- Theatrical release poster
- Directed by: Joel Zwick
- Written by: Tom Schulman Patricia Resnick
- Produced by: Mark Tarlov
- Starring: John Larroquette; Bronson Pinchot; Bess Armstrong; Stuart Pankin;
- Cinematography: Dana Christiaansen
- Edited by: David Ray
- Music by: John Morris
- Production company: Lorimar Filmed Entertainment
- Distributed by: Warner Bros.
- Release date: November 3, 1989;
- Running time: 83 minutes
- Country: United States
- Language: English
- Box office: $5,368,865

= Second Sight (1989 film) =

1989 science fiction black comedy film directed by Joel Zwick

Second Sight is a 1989 American science fiction black comedy film from Warner Bros. Pictures starring John Larroquette, Bronson Pinchot, Stuart Pankin, and Bess Armstrong. In the film, a paranormal detective (Larroquette), a psychic (Pinchot), and a nun (Armstrong) search the streets of Boston, Massachusetts for a missing person who has allegedly been kidnapped.
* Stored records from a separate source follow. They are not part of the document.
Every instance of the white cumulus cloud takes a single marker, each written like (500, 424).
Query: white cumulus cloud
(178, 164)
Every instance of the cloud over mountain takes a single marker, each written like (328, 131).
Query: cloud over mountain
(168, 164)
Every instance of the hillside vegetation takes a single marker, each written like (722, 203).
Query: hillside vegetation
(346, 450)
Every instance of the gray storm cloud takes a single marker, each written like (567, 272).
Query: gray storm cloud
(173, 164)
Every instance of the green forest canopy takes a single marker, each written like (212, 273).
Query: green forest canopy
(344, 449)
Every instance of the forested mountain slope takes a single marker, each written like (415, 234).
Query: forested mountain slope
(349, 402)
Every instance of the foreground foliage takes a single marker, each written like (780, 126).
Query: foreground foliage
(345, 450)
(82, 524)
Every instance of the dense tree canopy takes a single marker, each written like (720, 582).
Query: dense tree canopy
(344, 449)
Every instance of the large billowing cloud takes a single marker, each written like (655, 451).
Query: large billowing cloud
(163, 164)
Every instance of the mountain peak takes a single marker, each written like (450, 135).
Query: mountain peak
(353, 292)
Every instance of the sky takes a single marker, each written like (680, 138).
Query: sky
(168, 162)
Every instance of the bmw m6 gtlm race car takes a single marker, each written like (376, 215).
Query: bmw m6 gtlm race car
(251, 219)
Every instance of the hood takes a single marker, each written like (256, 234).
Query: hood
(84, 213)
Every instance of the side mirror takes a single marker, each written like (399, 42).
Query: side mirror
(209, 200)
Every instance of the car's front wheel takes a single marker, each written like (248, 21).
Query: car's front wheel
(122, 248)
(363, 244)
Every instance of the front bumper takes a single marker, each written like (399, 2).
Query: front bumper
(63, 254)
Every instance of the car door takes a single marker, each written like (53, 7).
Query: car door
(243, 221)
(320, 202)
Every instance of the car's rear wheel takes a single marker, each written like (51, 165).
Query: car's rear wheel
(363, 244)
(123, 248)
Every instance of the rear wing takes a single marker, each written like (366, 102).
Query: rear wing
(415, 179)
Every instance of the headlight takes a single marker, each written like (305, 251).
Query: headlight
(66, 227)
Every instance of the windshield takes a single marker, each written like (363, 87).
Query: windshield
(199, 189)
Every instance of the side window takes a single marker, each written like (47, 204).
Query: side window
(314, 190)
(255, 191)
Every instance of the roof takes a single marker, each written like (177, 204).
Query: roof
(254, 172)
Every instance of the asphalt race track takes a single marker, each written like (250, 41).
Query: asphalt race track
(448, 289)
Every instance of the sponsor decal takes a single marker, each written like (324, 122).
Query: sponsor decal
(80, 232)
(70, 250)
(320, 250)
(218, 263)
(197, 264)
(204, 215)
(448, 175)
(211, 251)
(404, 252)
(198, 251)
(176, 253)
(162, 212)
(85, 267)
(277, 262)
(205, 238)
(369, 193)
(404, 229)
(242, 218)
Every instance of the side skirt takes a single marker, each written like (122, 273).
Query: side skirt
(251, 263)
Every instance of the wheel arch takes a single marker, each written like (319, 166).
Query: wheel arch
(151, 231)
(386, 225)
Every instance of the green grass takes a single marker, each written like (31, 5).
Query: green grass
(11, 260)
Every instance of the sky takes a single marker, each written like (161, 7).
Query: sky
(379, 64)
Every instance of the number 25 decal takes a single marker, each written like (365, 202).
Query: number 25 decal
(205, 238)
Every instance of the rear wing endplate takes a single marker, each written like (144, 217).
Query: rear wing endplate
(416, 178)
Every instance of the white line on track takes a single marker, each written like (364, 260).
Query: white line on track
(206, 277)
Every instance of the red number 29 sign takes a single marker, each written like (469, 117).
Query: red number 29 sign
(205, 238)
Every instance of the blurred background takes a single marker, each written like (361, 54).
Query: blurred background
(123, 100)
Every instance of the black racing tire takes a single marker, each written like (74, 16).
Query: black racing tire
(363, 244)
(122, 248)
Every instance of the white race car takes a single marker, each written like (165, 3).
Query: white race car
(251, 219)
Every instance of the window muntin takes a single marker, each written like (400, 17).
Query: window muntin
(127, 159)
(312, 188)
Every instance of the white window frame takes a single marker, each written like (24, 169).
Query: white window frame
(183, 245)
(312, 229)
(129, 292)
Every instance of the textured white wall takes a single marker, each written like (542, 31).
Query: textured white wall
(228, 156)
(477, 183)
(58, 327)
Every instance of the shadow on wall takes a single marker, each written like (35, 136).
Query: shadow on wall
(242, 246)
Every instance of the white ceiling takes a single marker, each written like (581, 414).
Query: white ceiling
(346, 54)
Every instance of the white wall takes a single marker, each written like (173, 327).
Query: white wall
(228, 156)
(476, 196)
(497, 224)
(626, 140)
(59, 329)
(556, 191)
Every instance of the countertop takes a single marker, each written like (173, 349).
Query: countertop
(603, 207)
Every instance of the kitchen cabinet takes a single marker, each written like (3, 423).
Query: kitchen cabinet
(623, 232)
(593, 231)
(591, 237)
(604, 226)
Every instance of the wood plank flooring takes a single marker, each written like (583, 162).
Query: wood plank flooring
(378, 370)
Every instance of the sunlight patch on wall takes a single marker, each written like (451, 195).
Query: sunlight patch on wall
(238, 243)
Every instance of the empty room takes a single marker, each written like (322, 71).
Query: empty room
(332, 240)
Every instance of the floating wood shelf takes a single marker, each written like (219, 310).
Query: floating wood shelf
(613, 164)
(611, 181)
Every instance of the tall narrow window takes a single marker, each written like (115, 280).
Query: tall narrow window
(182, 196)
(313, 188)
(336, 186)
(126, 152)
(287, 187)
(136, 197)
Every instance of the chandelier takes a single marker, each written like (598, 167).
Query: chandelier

Although scripted by Patricia Resnick (who previously co-wrote 9 to 5) and Oscar-winner Tom Schulman (who won for Dead Poets Society), the film was a critical and commercial failure; it garnered mostly negative reviews and earned only $5.3 million at the United States box office.

==Production==
Second Sight was being produced around the time of the 1988 Writers Guild of America strike, which led to problems with both the script and the cast. Filming was completed in Boston, Massachusetts. Bronson Pinchot spent about three months meeting with psychics to research for the part, largely with one who was retained by writer Patricia Resnick as a technical advisor for the film. Pinchot said he found that most of them were very straightforward, intelligent and normal people, unlike the quirky and weird character he planned to play; Pinchot said the research was nevertheless helpful in determining how to play the part differently than actual psychics. Pinchot was directed to other psychics by actress Shirley MacLaine, who is well known for her beliefs in new age spirituality and reincarnation; a photo of MacLaine was hung in the bedroom wall of Pinchot's character as an homage. In the middle one of his research sessions, Pinchot collapsed, which doctors said was due to exhaustion but the film's psychic technical advisor believed was due to his response to the extra-sensory perception and hypnosis he had been exposed to over a long period of time.

One psychic Pinchot talked would randomly begin speaking in tongues repeatedly during conversations, which the psychic said was the result of a spiritual sensation he could not explain; Pinchot said the encounter was helpful in establishing his character. During one scene in the movie, Pinchot is in the office of a man who is in another location and has to urinate, and as a result Pinchot's psychic character begins squirming as if he has to use the bathroom. Pinchot said this scene was inspired by a visit he had with a psychic who used to get drunk whenever she was near somebody who was drunk at a party. The character wears slippers throughout the movie because when Pinchot met psychic Peter Hurkos during his research, they went out to lunch and Hurkos wore sandals because he forgot to put on his shoes.

The Aretha Franklin song "Freeway of Love" plays during a chase scene in the middle of the film.

==Reception==
The film was not successful commercially or critically. It made only $5.3 million at the United States box office, $2.16 million of which were earned during the opening weekend.

Second Sight received mostly negative reviews. Hal Hinson of The Washington Post said it appeared the film "looks as if it was shot on an everything-must-go, discount basis", and that Pinchot's character "is utterly lacking in either charm or wit". Hinson said the dialogue and direction style were terrible and that Larroquette was rehashing his character from the television comedy series, Night Court. The New York Times reviewer Janet Maslin said Joel Zwick's direction "is so outstandingly maladroit (that) it squelches any possible humor". Maslin also said the film featured too many car chases and had such a pacing of such "artificial liveliness from beginning to end" that "there's nothing in the last reel to distinguish it from the first".

==Home video==
The film was released on VHS in 1990. Some 20 years later, in 2010, Second Sight was released on DVD as a MOD title from the Warner Archive Collection, marking its first release in said format.